Isn't the new trend to train in lower precision anyway?

neilmovva · 2025-08-23T21:19:42 1755983982

Today, training in "low precision" probably means computing FP8 x FP8 -> FP32. The FP32 accumulation is still important, but otherwise yes this works, especially if we're talking about MXFP8 as supported on Blackwell [0].

What's less proven is a recipe using MXFP4 x MXFP4 -> FP32 compute, e.g. [1], which needs more involved techniques to work. But if you get it to work stably, that pathway is running at full throughput on 5090.

[0]: https://arxiv.org/abs/2506.08027 [1]: https://arxiv.org/abs/2502.20586

laidoffamazon · 2025-08-23T22:11:51 1755987111

Interesting. My assumption was one of the innovations of DeepSeek and the modern GPT models was performing low precision pretraining rather than just finetuning further.

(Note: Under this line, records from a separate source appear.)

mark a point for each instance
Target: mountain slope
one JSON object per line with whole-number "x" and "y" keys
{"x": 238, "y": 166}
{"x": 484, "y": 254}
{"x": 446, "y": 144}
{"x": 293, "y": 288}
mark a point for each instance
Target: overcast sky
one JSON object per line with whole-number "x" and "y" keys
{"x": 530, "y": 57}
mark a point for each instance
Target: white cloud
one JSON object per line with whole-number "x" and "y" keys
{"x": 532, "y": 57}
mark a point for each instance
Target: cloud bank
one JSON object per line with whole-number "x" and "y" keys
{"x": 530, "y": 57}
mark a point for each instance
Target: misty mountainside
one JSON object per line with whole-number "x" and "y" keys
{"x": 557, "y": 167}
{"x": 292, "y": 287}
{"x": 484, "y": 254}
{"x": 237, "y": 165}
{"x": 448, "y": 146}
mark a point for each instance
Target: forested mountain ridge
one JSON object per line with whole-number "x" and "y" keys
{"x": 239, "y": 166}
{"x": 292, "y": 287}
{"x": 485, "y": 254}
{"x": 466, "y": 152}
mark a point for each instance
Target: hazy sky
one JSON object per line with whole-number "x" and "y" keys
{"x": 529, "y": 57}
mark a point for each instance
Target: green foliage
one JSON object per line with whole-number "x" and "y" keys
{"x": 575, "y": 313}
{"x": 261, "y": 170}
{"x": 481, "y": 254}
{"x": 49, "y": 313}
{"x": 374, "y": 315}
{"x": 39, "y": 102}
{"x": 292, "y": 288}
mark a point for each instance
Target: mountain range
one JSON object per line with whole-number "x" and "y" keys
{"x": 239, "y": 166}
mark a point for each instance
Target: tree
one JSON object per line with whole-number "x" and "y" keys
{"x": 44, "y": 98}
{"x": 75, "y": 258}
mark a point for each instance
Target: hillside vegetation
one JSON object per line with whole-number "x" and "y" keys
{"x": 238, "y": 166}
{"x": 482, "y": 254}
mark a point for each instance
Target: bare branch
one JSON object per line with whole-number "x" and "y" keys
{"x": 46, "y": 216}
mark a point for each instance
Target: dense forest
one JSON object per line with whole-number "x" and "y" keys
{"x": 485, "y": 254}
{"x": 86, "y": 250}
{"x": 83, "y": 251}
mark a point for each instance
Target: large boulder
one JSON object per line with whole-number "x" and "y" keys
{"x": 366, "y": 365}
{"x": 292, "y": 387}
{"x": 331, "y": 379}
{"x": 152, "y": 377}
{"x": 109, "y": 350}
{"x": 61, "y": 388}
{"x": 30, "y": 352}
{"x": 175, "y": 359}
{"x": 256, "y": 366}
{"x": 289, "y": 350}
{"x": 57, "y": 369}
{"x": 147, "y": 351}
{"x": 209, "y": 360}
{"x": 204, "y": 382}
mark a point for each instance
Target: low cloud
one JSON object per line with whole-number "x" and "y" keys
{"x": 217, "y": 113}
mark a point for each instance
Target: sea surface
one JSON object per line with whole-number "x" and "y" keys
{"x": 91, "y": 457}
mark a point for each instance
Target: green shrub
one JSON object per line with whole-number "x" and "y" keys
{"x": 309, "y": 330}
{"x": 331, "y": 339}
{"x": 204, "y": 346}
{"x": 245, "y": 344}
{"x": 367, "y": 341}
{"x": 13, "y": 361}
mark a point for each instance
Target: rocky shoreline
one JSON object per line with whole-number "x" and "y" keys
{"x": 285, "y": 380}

I didn't realize you still need accumulation at a higher precision anyway

storus · 2025-08-23T20:52:28 1755982348

Only GPU-poors run Q-GaLore and similar tricks.

Twirrim · 2025-08-24T00:00:09 1755993609

Even the large cloud AI services are focusing on this too, because it drives down the average "cost per query", or whatever you want to call it. For inference, arguably more even than training, the smaller and more efficient they can get it, the better their bottom line.

storus · 2025-08-24T09:17:39 1756027059

For inference of course; the OP I replied to mentioned training though.